Improved estimation of the correlation matrix is beneficial in itself. For example, improved estimates can be used to optimize decoding of the population activity \citep{Friedman:1989, Berens:2012}. But reduced estimation error is not the only benefit of regularization. Finding the most efficient among many regularized estimators leads to insights about the system itself: the structure of the most efficient estimator is a parsimonious representation of the regularities in the data.
The advantages due to regularization increase with the size of the recorded population. With the advent of big neural data \citep{Alivisatos:2013}, the search for optimal regularization schemes will become increasingly relevant in any model of population activity. Since optimal regularization schemes are specific to systems under investigation, the inference of functional connectivity in large-scale neural data will entail the search for optimal regularization schemes. Such schemes may involve combinations of heuristic rules and numerical techniques specially designed for given types of neural circuits.
What structures of correlation matrices best describe the multineuronal activity in specific circuits and in specific brain states? More specifically, are correlations in the visual cortex during visual stimulation best explained by common fluctuations or by local interactions within the recorded microcircuit?
To address these questions, we evaluated four regularized covariance matrix estimators that imposed different structures on the estimate.

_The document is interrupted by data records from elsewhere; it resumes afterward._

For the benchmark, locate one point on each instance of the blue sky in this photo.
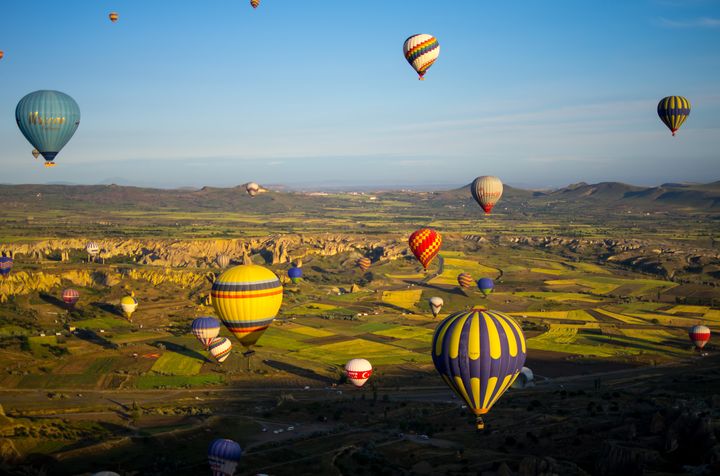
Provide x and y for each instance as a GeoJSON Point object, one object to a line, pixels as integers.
{"type": "Point", "coordinates": [317, 92]}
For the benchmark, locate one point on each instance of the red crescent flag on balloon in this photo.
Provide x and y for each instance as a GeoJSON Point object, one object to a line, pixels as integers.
{"type": "Point", "coordinates": [425, 244]}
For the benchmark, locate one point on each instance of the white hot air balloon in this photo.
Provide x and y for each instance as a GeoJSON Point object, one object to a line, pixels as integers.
{"type": "Point", "coordinates": [486, 190]}
{"type": "Point", "coordinates": [358, 371]}
{"type": "Point", "coordinates": [435, 305]}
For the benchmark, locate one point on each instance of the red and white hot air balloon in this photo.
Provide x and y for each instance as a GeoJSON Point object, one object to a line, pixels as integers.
{"type": "Point", "coordinates": [699, 335]}
{"type": "Point", "coordinates": [358, 371]}
{"type": "Point", "coordinates": [71, 297]}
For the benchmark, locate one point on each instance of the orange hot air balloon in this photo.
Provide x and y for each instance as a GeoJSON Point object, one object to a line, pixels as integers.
{"type": "Point", "coordinates": [425, 244]}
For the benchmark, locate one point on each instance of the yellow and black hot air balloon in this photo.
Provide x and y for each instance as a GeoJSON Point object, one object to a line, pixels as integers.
{"type": "Point", "coordinates": [479, 354]}
{"type": "Point", "coordinates": [673, 110]}
{"type": "Point", "coordinates": [247, 298]}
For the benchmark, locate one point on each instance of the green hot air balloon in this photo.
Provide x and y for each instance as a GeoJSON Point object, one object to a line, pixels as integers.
{"type": "Point", "coordinates": [48, 119]}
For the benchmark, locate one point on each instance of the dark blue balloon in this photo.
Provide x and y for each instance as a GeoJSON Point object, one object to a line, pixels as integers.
{"type": "Point", "coordinates": [47, 119]}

The estimators are designated as follows:
\begin{description}
\item[$C_{\sf sample}$] -- sample covariance matrix, the unbiased, unregularized estimator.
\item[$C_{\sf diag}$] -- linear shrinkage of covariances toward zero, \emph{i.e.}\;toward a diagonal covariance matrix.

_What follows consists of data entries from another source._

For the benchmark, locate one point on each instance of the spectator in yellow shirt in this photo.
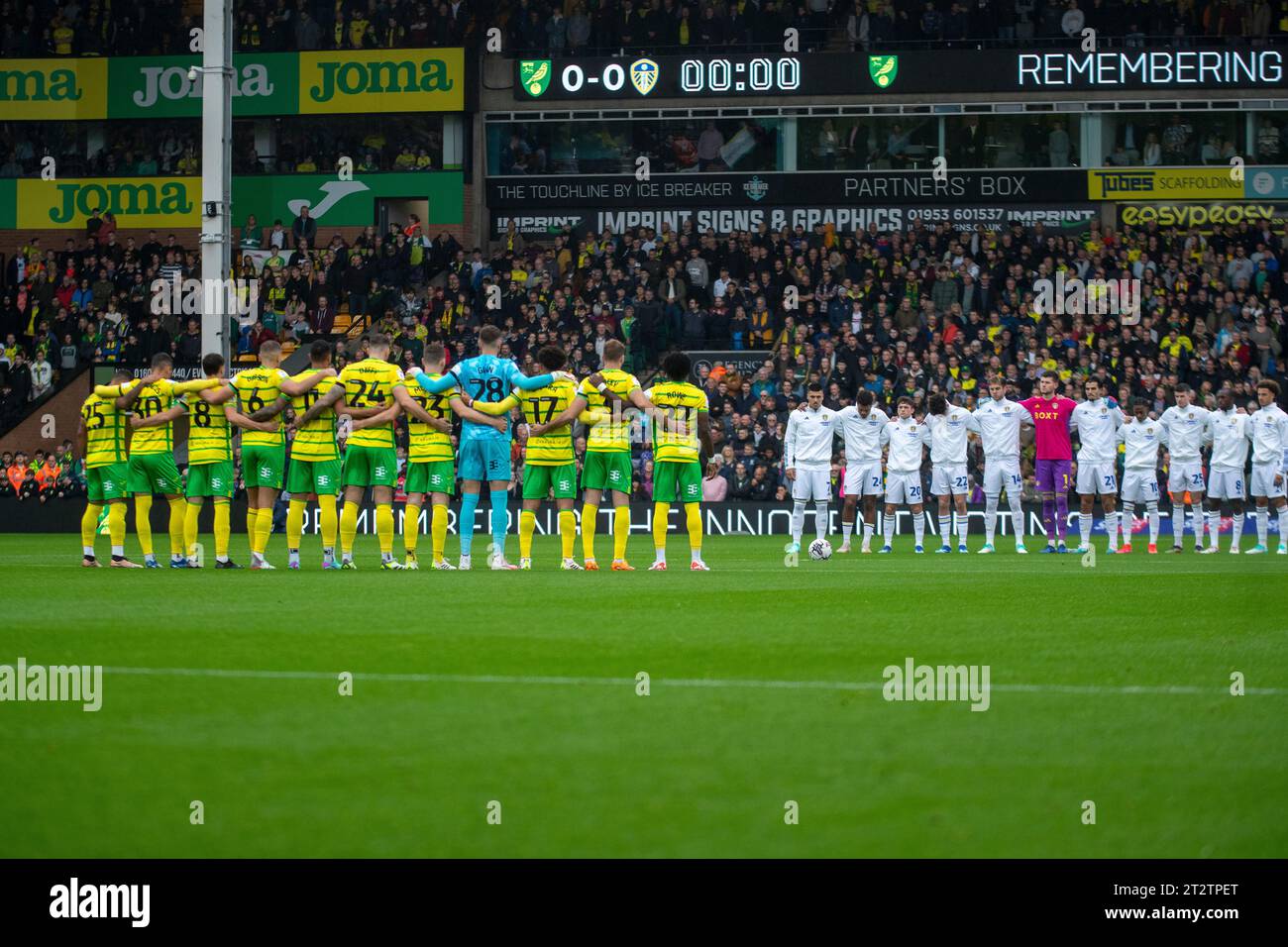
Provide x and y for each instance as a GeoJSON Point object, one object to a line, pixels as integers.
{"type": "Point", "coordinates": [1173, 343]}
{"type": "Point", "coordinates": [361, 35]}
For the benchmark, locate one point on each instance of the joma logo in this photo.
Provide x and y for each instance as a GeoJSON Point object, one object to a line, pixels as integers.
{"type": "Point", "coordinates": [120, 198]}
{"type": "Point", "coordinates": [59, 85]}
{"type": "Point", "coordinates": [172, 82]}
{"type": "Point", "coordinates": [359, 78]}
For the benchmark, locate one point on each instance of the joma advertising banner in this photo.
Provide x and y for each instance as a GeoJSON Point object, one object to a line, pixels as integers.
{"type": "Point", "coordinates": [53, 89]}
{"type": "Point", "coordinates": [167, 202]}
{"type": "Point", "coordinates": [339, 81]}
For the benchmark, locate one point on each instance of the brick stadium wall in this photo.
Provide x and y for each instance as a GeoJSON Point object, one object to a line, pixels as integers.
{"type": "Point", "coordinates": [64, 407]}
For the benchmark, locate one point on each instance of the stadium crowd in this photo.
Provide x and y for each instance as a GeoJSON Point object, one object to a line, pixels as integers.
{"type": "Point", "coordinates": [160, 27]}
{"type": "Point", "coordinates": [907, 313]}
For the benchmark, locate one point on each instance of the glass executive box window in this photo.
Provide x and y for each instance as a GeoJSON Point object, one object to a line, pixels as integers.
{"type": "Point", "coordinates": [610, 147]}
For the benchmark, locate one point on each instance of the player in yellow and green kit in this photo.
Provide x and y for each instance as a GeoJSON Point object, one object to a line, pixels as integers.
{"type": "Point", "coordinates": [372, 457]}
{"type": "Point", "coordinates": [314, 470]}
{"type": "Point", "coordinates": [259, 390]}
{"type": "Point", "coordinates": [550, 466]}
{"type": "Point", "coordinates": [608, 458]}
{"type": "Point", "coordinates": [430, 458]}
{"type": "Point", "coordinates": [153, 468]}
{"type": "Point", "coordinates": [102, 436]}
{"type": "Point", "coordinates": [210, 458]}
{"type": "Point", "coordinates": [682, 428]}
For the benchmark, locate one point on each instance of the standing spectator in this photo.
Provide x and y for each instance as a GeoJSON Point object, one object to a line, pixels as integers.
{"type": "Point", "coordinates": [42, 375]}
{"type": "Point", "coordinates": [304, 230]}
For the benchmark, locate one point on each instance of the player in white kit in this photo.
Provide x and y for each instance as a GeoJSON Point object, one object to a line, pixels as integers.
{"type": "Point", "coordinates": [1000, 421]}
{"type": "Point", "coordinates": [1228, 433]}
{"type": "Point", "coordinates": [862, 425]}
{"type": "Point", "coordinates": [1183, 428]}
{"type": "Point", "coordinates": [907, 440]}
{"type": "Point", "coordinates": [807, 454]}
{"type": "Point", "coordinates": [949, 428]}
{"type": "Point", "coordinates": [1096, 423]}
{"type": "Point", "coordinates": [1269, 432]}
{"type": "Point", "coordinates": [1141, 437]}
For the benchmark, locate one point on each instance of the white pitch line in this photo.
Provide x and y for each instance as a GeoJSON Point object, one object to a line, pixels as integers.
{"type": "Point", "coordinates": [713, 684]}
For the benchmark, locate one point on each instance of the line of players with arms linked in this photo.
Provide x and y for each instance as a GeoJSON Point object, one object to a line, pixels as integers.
{"type": "Point", "coordinates": [1185, 429]}
{"type": "Point", "coordinates": [127, 437]}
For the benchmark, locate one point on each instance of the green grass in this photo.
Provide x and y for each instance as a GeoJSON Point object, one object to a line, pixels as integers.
{"type": "Point", "coordinates": [287, 767]}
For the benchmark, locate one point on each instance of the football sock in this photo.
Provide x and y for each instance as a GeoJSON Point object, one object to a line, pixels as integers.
{"type": "Point", "coordinates": [661, 512]}
{"type": "Point", "coordinates": [116, 527]}
{"type": "Point", "coordinates": [469, 502]}
{"type": "Point", "coordinates": [143, 522]}
{"type": "Point", "coordinates": [1199, 521]}
{"type": "Point", "coordinates": [385, 528]}
{"type": "Point", "coordinates": [348, 528]}
{"type": "Point", "coordinates": [527, 526]}
{"type": "Point", "coordinates": [567, 532]}
{"type": "Point", "coordinates": [263, 530]}
{"type": "Point", "coordinates": [1017, 517]}
{"type": "Point", "coordinates": [798, 519]}
{"type": "Point", "coordinates": [191, 528]}
{"type": "Point", "coordinates": [438, 530]}
{"type": "Point", "coordinates": [178, 519]}
{"type": "Point", "coordinates": [500, 519]}
{"type": "Point", "coordinates": [411, 527]}
{"type": "Point", "coordinates": [223, 526]}
{"type": "Point", "coordinates": [588, 530]}
{"type": "Point", "coordinates": [89, 527]}
{"type": "Point", "coordinates": [694, 518]}
{"type": "Point", "coordinates": [295, 523]}
{"type": "Point", "coordinates": [621, 530]}
{"type": "Point", "coordinates": [1061, 515]}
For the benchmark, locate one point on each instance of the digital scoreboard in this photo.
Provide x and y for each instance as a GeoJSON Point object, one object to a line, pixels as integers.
{"type": "Point", "coordinates": [643, 77]}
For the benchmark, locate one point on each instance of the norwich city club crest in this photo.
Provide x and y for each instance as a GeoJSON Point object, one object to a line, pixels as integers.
{"type": "Point", "coordinates": [535, 76]}
{"type": "Point", "coordinates": [643, 75]}
{"type": "Point", "coordinates": [883, 68]}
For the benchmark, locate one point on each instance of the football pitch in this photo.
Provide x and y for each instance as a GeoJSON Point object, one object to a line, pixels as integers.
{"type": "Point", "coordinates": [500, 714]}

\item[$C_{\sf factor}$] -- a low-rank approximation of the sample covariance matrix, representing inputs from unobserved shared factors (latent units).
\item[$C_{\sf sparse}$] -- sparse partial correlations, \emph{i.e.}\;a large fraction of the \emph{partial} correlations between pairs of neurons are set to zero.
\item[$C_{\sf sparse+latent}$] -- sparse partial correlations between the recorded neurons \emph{and} linear interactions with a number of latent units.
\end{description}
First, we used simulated data to demonstrate that the selection of the optimal estimator indeed pointed to the true structure of the dependencies in the data.
We then performed a cross-validated evaluation to establish which of the four regularized estimators was most efficient for representing the population activity of dense groups of neurons in mouse primary visual cortex recorded with high-speed 3D random-access two-photon imaging of calcium signals. In our data, the sample correlation coefficients were largely positive and low. We found that the best estimate of the correlation matrix was $C_{\sf sparse+latent}$. This estimator revealed a sparse network of partial correlations (`{interactions'), between the observed neurons; it also inferred latent units exerting linear effects on the observed neurons. We analyzed these networks of partial correlations and found the following: Whereas significant noise correlations were predominantly positive, the inferred interactions had a large fraction of negative values possibly reflecting inhibitory circuitry. Moreover, we found that these interactions exhibited a stronger relationship to the physical distances and to the differences in preferred orientations than noise correlations. In contrast, the inferred negative interactions were less selective.